WTGL airs programming from Total Living Network, World Harvest Television and The Worship Network. Prior to mid-2010, it was affiliated with Faith TV until that network became My Family TV. That network has since moved to low-power station WSCF-LD (channel 31).

==History==
The original construction permit for Channel 45 was granted to Central Florida Educational Television, Inc. (a now-defunct subsidiary of the Central Florida Educational Foundation, owner of FM radio station WPOZ) in 1987. It was assigned the call letters WLCB-TV, which stood for "Leesburg Community Broadcasting", after the station's city of license. However, CFET was never able to get the station on the air, so it sold the construction permit and partially completed transmitting facility to Good Life Broadcasting (then owner of then-WTGL-TV, channel 52) in May 2000, after the FCC began to permit duopolies. Once Good Life secured the permit, it completed the construction of its transmitting facility, and the station signed on for the first time on December 12, 2000. WLCB took a mix of general entertainment and religious programming. The station ran a mix of westerns, old sitcoms, public domain movies, some lifestyle shows, and initially cartoons, which by 2003 were gone. Their original station, then called WTGL, continued on with an all Christian/religious format.

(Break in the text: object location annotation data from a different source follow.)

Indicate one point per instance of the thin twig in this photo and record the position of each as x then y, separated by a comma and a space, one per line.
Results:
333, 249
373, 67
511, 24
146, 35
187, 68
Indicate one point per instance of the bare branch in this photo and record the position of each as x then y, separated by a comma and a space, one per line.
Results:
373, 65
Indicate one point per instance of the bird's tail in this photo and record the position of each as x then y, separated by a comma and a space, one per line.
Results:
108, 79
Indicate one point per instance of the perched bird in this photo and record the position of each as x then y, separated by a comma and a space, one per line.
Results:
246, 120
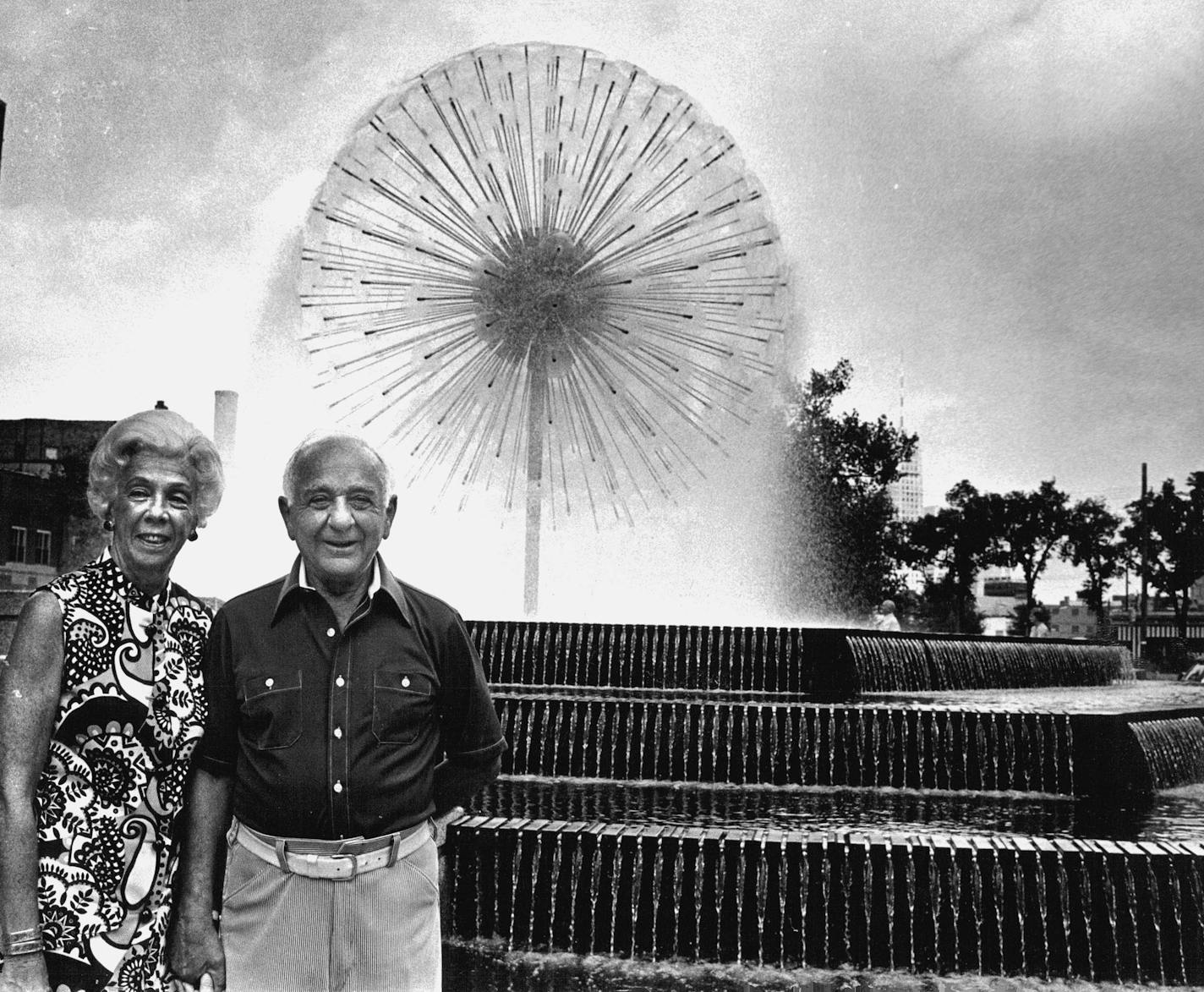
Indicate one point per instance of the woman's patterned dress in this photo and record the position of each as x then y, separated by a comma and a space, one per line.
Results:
129, 715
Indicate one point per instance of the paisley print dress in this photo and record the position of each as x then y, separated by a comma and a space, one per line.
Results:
130, 713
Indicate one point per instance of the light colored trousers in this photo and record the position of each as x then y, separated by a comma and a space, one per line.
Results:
377, 932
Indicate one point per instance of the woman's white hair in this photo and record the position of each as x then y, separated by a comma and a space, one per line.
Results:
329, 438
165, 434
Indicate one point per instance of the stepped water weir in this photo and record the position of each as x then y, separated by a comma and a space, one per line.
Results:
831, 798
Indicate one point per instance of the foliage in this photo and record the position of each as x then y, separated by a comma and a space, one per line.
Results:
1091, 543
843, 537
1028, 528
1174, 526
950, 548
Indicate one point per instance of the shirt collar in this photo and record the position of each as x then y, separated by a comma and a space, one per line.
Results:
382, 582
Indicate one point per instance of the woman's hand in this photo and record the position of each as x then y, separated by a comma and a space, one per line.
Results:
25, 973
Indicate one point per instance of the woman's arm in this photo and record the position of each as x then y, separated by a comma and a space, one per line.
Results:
30, 681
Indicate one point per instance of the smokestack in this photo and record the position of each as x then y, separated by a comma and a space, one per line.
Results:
226, 417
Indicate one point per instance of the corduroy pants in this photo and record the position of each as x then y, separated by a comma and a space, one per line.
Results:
377, 932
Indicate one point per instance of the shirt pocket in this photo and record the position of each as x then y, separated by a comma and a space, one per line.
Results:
271, 710
401, 705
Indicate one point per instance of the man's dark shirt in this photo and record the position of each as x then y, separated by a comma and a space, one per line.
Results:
337, 735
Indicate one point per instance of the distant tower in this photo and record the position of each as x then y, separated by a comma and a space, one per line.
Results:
226, 417
906, 492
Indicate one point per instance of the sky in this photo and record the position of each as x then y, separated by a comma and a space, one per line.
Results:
999, 206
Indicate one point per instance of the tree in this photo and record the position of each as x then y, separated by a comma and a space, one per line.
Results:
1175, 525
1091, 543
842, 536
1028, 526
950, 548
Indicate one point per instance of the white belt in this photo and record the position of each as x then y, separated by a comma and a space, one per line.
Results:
340, 864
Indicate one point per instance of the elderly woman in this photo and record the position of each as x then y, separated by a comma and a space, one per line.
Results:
100, 710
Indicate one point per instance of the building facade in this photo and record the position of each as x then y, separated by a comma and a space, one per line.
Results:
906, 491
45, 523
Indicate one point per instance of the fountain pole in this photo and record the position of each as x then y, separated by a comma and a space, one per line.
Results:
536, 417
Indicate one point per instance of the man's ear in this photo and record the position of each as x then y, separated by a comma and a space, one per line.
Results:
283, 506
389, 512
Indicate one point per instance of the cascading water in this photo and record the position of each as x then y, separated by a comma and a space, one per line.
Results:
725, 795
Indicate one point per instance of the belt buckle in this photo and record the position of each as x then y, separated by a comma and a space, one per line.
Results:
355, 864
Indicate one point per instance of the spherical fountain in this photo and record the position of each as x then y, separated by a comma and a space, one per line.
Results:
539, 270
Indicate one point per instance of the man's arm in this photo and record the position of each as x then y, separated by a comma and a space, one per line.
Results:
194, 946
462, 776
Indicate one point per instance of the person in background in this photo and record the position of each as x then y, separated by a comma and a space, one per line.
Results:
1041, 622
348, 713
100, 710
884, 617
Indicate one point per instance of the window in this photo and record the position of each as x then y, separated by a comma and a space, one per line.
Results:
42, 548
17, 545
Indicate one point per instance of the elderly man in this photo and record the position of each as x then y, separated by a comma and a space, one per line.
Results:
347, 710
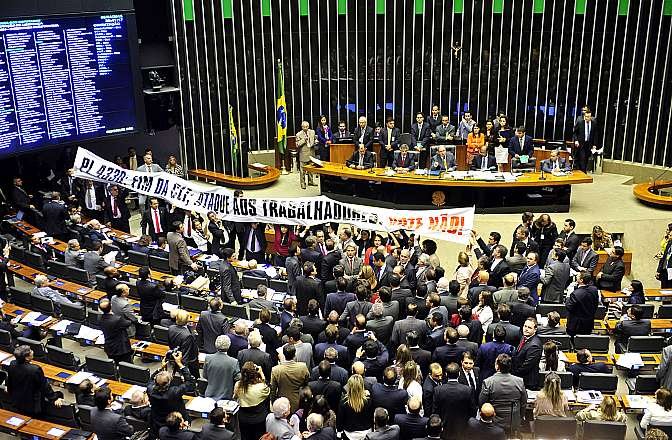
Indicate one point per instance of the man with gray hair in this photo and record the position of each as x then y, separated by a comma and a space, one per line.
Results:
277, 422
220, 370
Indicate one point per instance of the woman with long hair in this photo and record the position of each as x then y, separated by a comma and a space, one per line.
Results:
355, 411
551, 401
549, 360
252, 394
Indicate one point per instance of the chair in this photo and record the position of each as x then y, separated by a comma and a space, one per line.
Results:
64, 415
566, 378
564, 342
235, 310
73, 312
104, 368
278, 285
39, 353
158, 263
19, 297
138, 258
548, 427
133, 374
62, 358
606, 383
42, 304
597, 429
161, 334
194, 303
594, 343
250, 282
544, 308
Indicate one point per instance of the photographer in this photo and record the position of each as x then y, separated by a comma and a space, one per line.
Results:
164, 397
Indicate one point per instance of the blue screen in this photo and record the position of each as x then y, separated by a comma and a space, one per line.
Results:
64, 80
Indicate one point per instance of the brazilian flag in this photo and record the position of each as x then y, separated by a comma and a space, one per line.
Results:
281, 111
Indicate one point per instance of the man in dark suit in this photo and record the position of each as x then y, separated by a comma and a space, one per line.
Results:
611, 275
55, 213
117, 345
420, 136
108, 424
454, 402
389, 143
154, 220
231, 288
528, 355
211, 324
307, 287
484, 161
585, 138
116, 213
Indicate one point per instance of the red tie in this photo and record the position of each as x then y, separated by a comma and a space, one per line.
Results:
157, 223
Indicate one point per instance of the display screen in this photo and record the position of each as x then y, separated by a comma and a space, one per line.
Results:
64, 79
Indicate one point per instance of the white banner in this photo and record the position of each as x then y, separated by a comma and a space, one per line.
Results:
443, 224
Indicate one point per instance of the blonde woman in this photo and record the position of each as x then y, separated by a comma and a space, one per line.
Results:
551, 401
463, 273
355, 411
606, 412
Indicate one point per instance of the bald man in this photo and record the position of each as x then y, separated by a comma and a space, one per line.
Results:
485, 428
305, 142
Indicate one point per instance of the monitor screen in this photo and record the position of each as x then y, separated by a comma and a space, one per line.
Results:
64, 79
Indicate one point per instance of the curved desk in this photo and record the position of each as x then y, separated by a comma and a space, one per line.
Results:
411, 191
645, 193
270, 176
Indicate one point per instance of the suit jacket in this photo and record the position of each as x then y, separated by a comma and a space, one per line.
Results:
368, 137
455, 404
305, 142
109, 425
210, 325
526, 362
367, 160
477, 162
55, 214
420, 135
555, 280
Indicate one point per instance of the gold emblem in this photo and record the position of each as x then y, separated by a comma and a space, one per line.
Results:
438, 198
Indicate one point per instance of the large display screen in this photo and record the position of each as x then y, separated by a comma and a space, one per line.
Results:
64, 79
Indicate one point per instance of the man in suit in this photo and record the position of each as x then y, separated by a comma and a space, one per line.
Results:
528, 355
420, 136
572, 240
305, 143
484, 426
363, 135
554, 163
220, 370
55, 213
556, 278
585, 138
454, 402
106, 423
117, 345
443, 132
611, 275
632, 325
585, 258
361, 159
506, 393
389, 143
443, 160
178, 253
484, 161
154, 221
211, 324
530, 275
307, 287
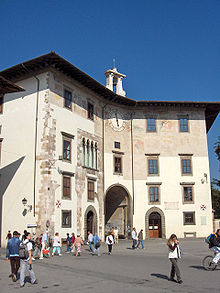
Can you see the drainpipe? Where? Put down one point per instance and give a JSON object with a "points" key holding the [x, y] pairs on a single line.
{"points": [[132, 160], [36, 130]]}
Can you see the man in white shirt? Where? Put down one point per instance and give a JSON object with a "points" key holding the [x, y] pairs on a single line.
{"points": [[134, 238], [90, 238], [27, 263]]}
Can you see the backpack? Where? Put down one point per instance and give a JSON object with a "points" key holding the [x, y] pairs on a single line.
{"points": [[23, 251], [207, 239]]}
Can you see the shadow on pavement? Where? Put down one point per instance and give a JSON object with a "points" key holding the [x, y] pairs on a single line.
{"points": [[160, 276]]}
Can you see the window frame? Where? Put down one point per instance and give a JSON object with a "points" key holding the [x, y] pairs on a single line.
{"points": [[115, 172], [65, 138], [70, 187], [153, 158], [90, 117], [148, 118], [149, 194], [89, 181], [71, 101], [188, 201], [184, 220], [180, 117], [70, 215], [187, 157]]}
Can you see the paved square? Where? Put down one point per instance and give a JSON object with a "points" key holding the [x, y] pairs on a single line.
{"points": [[126, 270]]}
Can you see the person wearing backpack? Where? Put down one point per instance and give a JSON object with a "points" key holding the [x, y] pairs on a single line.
{"points": [[12, 254], [214, 245], [109, 241], [26, 260]]}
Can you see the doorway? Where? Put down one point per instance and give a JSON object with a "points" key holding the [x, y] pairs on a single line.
{"points": [[155, 225]]}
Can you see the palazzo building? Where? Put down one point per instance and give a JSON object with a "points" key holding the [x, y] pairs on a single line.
{"points": [[78, 156]]}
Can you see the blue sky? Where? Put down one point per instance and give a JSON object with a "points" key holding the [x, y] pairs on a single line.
{"points": [[169, 50]]}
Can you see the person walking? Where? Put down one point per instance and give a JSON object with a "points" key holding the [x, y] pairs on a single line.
{"points": [[174, 255], [44, 242], [68, 243], [78, 243], [96, 240], [140, 239], [56, 245], [26, 262], [109, 241], [134, 238], [12, 254], [90, 238], [116, 235]]}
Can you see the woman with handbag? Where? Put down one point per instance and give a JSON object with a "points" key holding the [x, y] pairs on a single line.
{"points": [[174, 255], [96, 241]]}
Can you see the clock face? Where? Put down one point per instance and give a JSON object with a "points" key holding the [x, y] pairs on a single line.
{"points": [[116, 120]]}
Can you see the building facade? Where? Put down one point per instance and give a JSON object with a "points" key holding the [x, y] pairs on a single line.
{"points": [[77, 156]]}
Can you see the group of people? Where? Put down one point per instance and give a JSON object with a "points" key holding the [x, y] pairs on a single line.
{"points": [[19, 252]]}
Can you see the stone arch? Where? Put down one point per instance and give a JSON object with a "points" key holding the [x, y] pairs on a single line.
{"points": [[118, 209], [163, 227], [95, 219]]}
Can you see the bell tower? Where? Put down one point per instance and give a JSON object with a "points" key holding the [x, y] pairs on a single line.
{"points": [[114, 81]]}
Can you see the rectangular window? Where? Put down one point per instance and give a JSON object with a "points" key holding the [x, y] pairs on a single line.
{"points": [[68, 99], [184, 124], [90, 111], [187, 194], [153, 166], [117, 145], [91, 189], [66, 187], [117, 165], [1, 104], [66, 149], [151, 124], [66, 219], [154, 194], [189, 218], [186, 166]]}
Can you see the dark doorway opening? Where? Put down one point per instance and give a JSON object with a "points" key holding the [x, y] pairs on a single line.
{"points": [[155, 225], [118, 211]]}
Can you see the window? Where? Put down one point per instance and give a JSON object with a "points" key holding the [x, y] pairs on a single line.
{"points": [[183, 122], [153, 166], [189, 218], [154, 194], [117, 165], [151, 124], [89, 153], [68, 99], [187, 194], [66, 219], [66, 187], [91, 190], [66, 149], [117, 145], [1, 104], [90, 111], [186, 166]]}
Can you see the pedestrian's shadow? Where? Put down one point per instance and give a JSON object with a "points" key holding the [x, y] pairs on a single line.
{"points": [[160, 276]]}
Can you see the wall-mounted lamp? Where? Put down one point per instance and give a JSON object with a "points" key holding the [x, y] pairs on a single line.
{"points": [[24, 202]]}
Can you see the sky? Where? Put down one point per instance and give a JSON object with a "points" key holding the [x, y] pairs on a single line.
{"points": [[169, 50]]}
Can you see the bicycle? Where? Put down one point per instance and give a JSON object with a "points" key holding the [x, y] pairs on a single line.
{"points": [[208, 263]]}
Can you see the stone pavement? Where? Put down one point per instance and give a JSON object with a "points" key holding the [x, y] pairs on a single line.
{"points": [[126, 270]]}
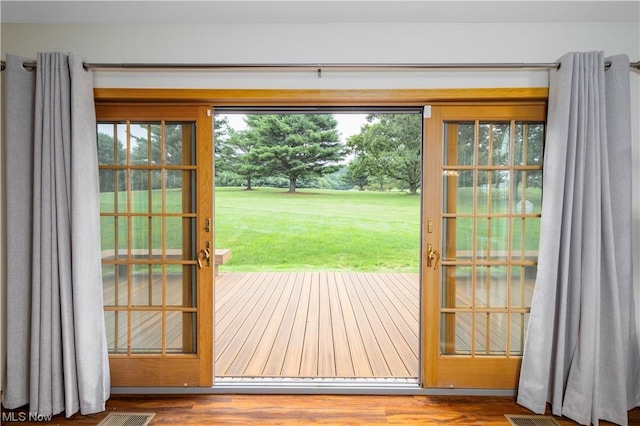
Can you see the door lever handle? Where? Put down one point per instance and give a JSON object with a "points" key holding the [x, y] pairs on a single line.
{"points": [[204, 255], [432, 255]]}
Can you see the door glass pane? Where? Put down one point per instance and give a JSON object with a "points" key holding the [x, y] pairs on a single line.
{"points": [[490, 234], [147, 198]]}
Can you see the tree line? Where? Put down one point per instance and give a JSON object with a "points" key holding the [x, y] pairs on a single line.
{"points": [[304, 150], [296, 150]]}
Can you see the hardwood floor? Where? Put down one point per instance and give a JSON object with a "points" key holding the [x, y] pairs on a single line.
{"points": [[317, 324], [315, 409]]}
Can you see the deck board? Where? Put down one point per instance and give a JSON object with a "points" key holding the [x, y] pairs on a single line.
{"points": [[316, 324]]}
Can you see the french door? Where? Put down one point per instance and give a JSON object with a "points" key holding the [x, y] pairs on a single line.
{"points": [[482, 204], [156, 207]]}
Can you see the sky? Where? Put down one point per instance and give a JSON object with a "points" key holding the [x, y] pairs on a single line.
{"points": [[348, 124]]}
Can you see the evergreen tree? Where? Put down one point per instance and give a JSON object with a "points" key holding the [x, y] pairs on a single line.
{"points": [[389, 146], [294, 146]]}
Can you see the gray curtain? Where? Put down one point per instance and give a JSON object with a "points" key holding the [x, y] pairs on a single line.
{"points": [[581, 353], [56, 341]]}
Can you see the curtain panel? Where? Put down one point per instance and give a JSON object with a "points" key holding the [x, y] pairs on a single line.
{"points": [[56, 341], [581, 353]]}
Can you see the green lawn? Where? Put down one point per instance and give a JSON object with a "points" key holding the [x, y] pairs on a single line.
{"points": [[268, 229]]}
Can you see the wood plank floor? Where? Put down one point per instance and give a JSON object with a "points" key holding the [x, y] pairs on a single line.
{"points": [[315, 409], [316, 324]]}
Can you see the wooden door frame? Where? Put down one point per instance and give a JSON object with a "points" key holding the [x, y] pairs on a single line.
{"points": [[192, 370], [455, 371], [337, 97]]}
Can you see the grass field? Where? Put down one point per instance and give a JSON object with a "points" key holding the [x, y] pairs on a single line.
{"points": [[270, 229]]}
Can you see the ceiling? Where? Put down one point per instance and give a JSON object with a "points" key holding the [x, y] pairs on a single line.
{"points": [[316, 11]]}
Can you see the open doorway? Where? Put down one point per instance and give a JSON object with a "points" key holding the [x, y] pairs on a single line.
{"points": [[317, 238]]}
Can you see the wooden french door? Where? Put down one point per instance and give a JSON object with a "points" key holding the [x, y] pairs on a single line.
{"points": [[156, 188], [482, 203]]}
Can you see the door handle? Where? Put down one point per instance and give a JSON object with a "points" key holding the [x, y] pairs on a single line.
{"points": [[204, 255], [433, 257]]}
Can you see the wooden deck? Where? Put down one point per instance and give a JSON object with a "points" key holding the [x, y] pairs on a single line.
{"points": [[316, 324]]}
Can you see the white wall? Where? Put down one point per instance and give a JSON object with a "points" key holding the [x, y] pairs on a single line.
{"points": [[327, 43]]}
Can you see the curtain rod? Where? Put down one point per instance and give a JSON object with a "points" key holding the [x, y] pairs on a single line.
{"points": [[319, 67]]}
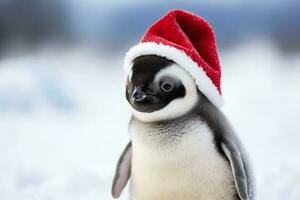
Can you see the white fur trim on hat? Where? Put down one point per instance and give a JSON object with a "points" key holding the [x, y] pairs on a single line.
{"points": [[204, 83]]}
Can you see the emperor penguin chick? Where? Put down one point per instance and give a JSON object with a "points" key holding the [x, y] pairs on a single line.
{"points": [[182, 147]]}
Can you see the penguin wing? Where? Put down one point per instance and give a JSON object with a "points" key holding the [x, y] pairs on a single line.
{"points": [[123, 171], [234, 155]]}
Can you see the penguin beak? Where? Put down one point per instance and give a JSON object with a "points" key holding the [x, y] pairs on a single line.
{"points": [[138, 95]]}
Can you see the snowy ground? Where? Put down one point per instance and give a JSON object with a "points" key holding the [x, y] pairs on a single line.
{"points": [[63, 121]]}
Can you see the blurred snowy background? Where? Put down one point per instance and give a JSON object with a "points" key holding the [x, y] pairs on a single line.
{"points": [[63, 115]]}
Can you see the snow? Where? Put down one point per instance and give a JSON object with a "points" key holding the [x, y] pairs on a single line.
{"points": [[63, 121]]}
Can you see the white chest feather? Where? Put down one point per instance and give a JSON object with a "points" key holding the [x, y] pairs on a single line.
{"points": [[170, 166]]}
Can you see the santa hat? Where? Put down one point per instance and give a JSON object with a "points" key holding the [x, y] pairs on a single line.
{"points": [[188, 40]]}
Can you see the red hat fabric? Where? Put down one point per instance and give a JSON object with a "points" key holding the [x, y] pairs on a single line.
{"points": [[188, 40]]}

Good Life owned and operated both its original station and WLCB until September 2006, when the original WTGL was sold to TBN and its call sign was subsequently changed to WHLV-TV. Good Life continues to host WHLV's master control operations to the present day even though WHLV has since moved to its own studio facility. The two stations shared a studio on the corner of I-4 and Michigan Avenue in Orlando until June 2007, when Channel 45 and the master controls for Channel 52 were moved to the former studios of WKCF in Lake Mary.

With the WTGL callsign made available since the original WTGL became WHLV-TV, WLCB officially changed its call sign to WTGL (without the "-TV" suffix) on September 12, 2007. Even though the "-TV" suffix is missing from Channel 45's legal call sign, the station continues to use the "-TV" suffix on-air and on its website.

==Technical information==
===Subchannels===

Subchannels of WUCF-TV and WTGL
License: Subchannel; Res.Tooltip Display resolution; Short name; Programming
WUCF-TV: 24.1; 1080i; WUCF-HD; PBS
24.2: 480i; Create; Create
24.3: Kids; PBS Kids
24.4: NHK; NHK World-Japan
24.5: FL CH; The Florida Channel
WTGL: 45.1; 720p; WTGL-DT; Main WTGL programming

===Analog-to-digital conversion===
WTGL shut down its analog signal, over UHF channel 45, on February 17, 2009, the original target date on which full-power television stations in the United States were to transition from analog to digital broadcasts under federal mandate (which was later pushed back to June 12, 2009). The station's digital signal continued to broadcasts on its pre-transition UHF channel 46, using virtual channel 45. On March 9, 2018, WTGL began sharing spectrum with WUCF-TV; the station ceased broadcasting on RF channel 46 on March 28, 2018.